また、司法試験の勉強は長期間にわたるので、同じように頑張っている友人がいることは自分にとってとても心強かったです。同じ目標に向かって努力する友人がいることで、長い司法試験の勉強を乗り越えることができたのではないかと思っています。

周囲をみていても、大学の仲間と自主ゼミを組んで、一緒に勉強をしている学生の方が合格率は高いような気がしています。一人で黙々と勉強をして合格している同期学生もいましたが、筑波大学法科大学院に入ったら、ぜひ優秀な大学の仲間と自主ゼミを組んで勉強することを検討してみてください。

4.法科大学院修了後

 筑波大学の授業は、既修2年目の12月で実質的には終わりになります。それからは、筑波大学のエクステンション講座や自主ゼミ、予備校の総まとめ講座の受講などをしていました。また、短答対策として、すき間時間に肢別アプリを行っていました。

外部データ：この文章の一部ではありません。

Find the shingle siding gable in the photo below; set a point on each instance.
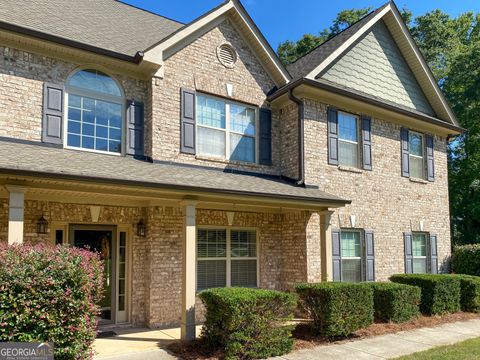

4月・5月で2つの模擬試験を受けました。仕事の関係で、いずれも会場受験はできず在宅受験でした。振り返ってみると、模試の成績と司法試験の成績は必ずしも一致していない印象を受けています。ですから、あまり模試の結果に一喜一憂しなくても良いように思います。ただ、司法試験受験生にとって、模試を受けないと客観的な論文能力の評価がないので、自分の立ち位置が見えにくいと思います。そうした中、自分の受験生全体の中での立ち位置を知る、というのには役立つと思います。また、多くの受験生が受ける模試の論点は、これが出ると模試を受けた受験生とそれ以外とで差がついてしまうので、代表的な模試ぐらいは受けておいた方が良いと思います。

5.最後に

 社会人受験生にとって、家族や職場の協力は不可欠だと思います。私の場合、職場に関しては、裁量労働制ということもあり、相当融通が利いたのがありがたかったです。また、妻の協力がなければ、司法試験合格には至らなかったと思います。3年以上の受験勉強を支えてくれた妻には本当に感謝しています。

社会人の皆さんが司法試験合格を目指す理由というのは様々だと思います。社会人にとって、仕事を継続しながら法科大学院に通い、司法試験に合格するというのは決して容易なことではありません。しかし、筑波大学法科大学院は、その可能性を社会人の皆さんに提供してくれる場だと思います。この機会を大いに生かして、後輩の皆さんがそれぞれの目標を達成して下さることを心から願っております。